Si, c’est dur. Je ne pensais pas que cela était possible mais à HEC il y a des hommes qui pensent encore pour de vrai, de manière assumée, en le disant haut et fort, que les femmes sont inférieures. Je ne pensais même pas que ce prototype de mec pouvait encore exister. Ce qui est violent dans une grande école de commerce c’est la vision qui est véhiculée du « savoir » : une approche extrêmement viriliste de la supposée « rationalité ». Je pense à la remise en question des sciences dures par Mona Chollet dans Sorcières, et c’est vraiment cela.
Au-delà, cette école m’apprend des méthodes efficaces pour mener à bien mon projet : je détourne les techniques qu’on m’apprend, par exemple pour créer une start-up, pour mon podcast, et pour servir une cause urgente et nécessaire. Ce ne sont que des moyens que l’on peut ensuite utiliser pour servir nos propres luttes.
Des podcasts à recommander qui t’ont inspirée ?

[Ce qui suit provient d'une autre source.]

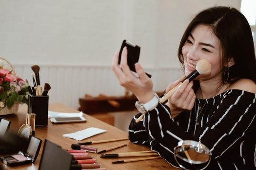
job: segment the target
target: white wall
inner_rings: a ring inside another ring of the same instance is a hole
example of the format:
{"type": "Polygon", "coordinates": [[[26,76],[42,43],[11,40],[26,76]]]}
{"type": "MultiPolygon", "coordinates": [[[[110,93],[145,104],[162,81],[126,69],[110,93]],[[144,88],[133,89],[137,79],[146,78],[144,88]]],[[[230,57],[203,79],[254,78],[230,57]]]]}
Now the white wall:
{"type": "MultiPolygon", "coordinates": [[[[114,53],[127,39],[141,47],[140,62],[146,69],[177,68],[177,47],[195,15],[216,5],[238,8],[239,3],[240,0],[0,0],[0,56],[26,70],[34,64],[110,69],[114,53]]],[[[62,74],[63,82],[68,82],[70,77],[60,71],[58,74],[62,74]]],[[[32,82],[29,71],[20,73],[32,82]]],[[[165,87],[168,83],[163,79],[155,78],[154,83],[165,87]]],[[[61,85],[53,82],[59,79],[41,82],[49,81],[61,85]]],[[[86,85],[92,80],[83,81],[86,85]]],[[[123,94],[115,90],[108,94],[123,94]]],[[[98,90],[93,94],[102,93],[98,90]]],[[[61,99],[71,95],[55,96],[51,102],[61,102],[61,99]]],[[[69,105],[77,108],[74,103],[69,105]]]]}

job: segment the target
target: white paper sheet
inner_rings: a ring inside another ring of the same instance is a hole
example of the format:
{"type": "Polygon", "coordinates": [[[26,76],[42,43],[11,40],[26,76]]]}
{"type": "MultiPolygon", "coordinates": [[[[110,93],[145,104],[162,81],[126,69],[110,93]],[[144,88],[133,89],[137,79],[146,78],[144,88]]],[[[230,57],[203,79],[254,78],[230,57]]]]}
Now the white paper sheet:
{"type": "Polygon", "coordinates": [[[79,113],[61,113],[52,111],[48,111],[48,118],[80,117],[82,116],[82,112],[79,113]]]}
{"type": "Polygon", "coordinates": [[[63,136],[63,137],[71,138],[77,140],[81,140],[86,138],[106,132],[107,132],[106,130],[92,127],[72,134],[64,134],[63,136]]]}

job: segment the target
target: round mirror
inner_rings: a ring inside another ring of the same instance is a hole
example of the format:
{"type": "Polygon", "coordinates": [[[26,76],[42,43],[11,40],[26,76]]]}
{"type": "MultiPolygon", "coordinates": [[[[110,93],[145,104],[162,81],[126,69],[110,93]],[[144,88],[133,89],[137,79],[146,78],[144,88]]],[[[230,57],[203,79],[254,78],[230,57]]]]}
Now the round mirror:
{"type": "Polygon", "coordinates": [[[20,137],[28,139],[32,133],[32,130],[31,127],[27,124],[24,124],[20,128],[18,132],[18,135],[20,137]]]}
{"type": "Polygon", "coordinates": [[[194,140],[180,141],[174,148],[175,160],[184,170],[204,170],[210,163],[211,154],[206,146],[194,140]]]}

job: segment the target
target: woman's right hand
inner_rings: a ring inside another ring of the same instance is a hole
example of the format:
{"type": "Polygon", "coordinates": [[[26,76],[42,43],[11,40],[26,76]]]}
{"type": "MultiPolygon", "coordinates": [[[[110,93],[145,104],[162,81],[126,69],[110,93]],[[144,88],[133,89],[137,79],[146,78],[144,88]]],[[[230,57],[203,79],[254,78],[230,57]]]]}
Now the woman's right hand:
{"type": "MultiPolygon", "coordinates": [[[[167,93],[179,83],[177,81],[170,84],[165,92],[167,93]]],[[[193,81],[189,82],[188,79],[185,80],[165,104],[170,108],[172,118],[175,118],[183,111],[191,110],[193,108],[196,94],[192,88],[193,85],[193,81]]]]}

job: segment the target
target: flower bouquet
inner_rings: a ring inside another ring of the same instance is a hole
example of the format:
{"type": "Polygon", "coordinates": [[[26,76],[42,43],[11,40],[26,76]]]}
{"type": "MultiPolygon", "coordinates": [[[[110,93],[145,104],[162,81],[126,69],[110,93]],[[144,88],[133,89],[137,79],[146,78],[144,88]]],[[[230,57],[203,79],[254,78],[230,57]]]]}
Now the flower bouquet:
{"type": "Polygon", "coordinates": [[[19,103],[27,103],[28,91],[12,64],[0,57],[0,115],[17,113],[19,103]]]}

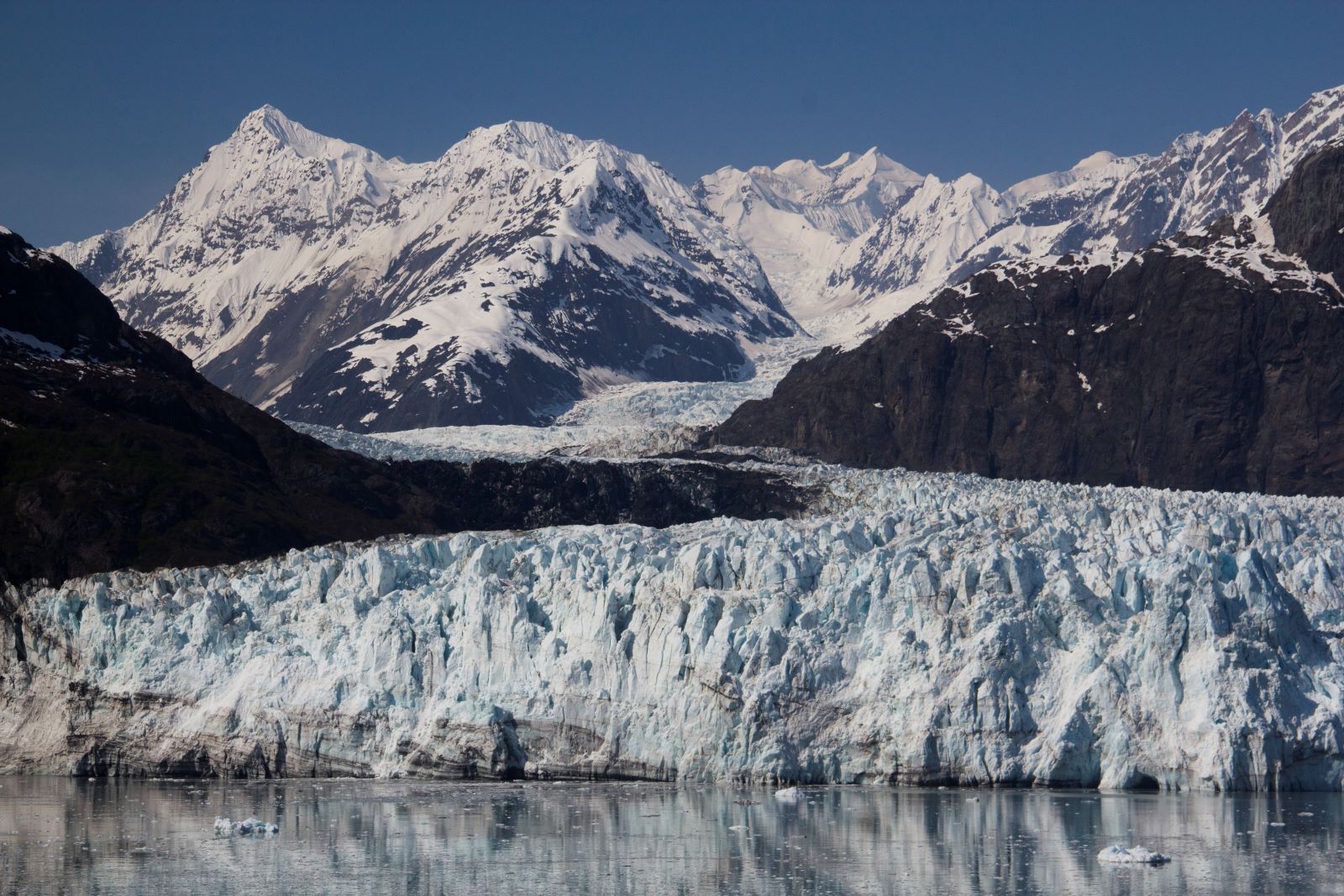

Comme beaucoup de monde, j’ai commencé par « La Poudre ». Je pense que ça a été une porte d’entrée pour pas mal de gens. Ensuite « Transfert », « Les couilles sur la table » et « Un podcast à soi ». Aujourd’hui mes préférés sont (en plus de mes premières découvertes) : « Intime et politique », « Les pieds sur terre », « Culture 2000 », « Vénus s’épilait-elle la chatte », « Outsiders », « Môme », « Kiffe ta race » et « Le bureau des mystères ».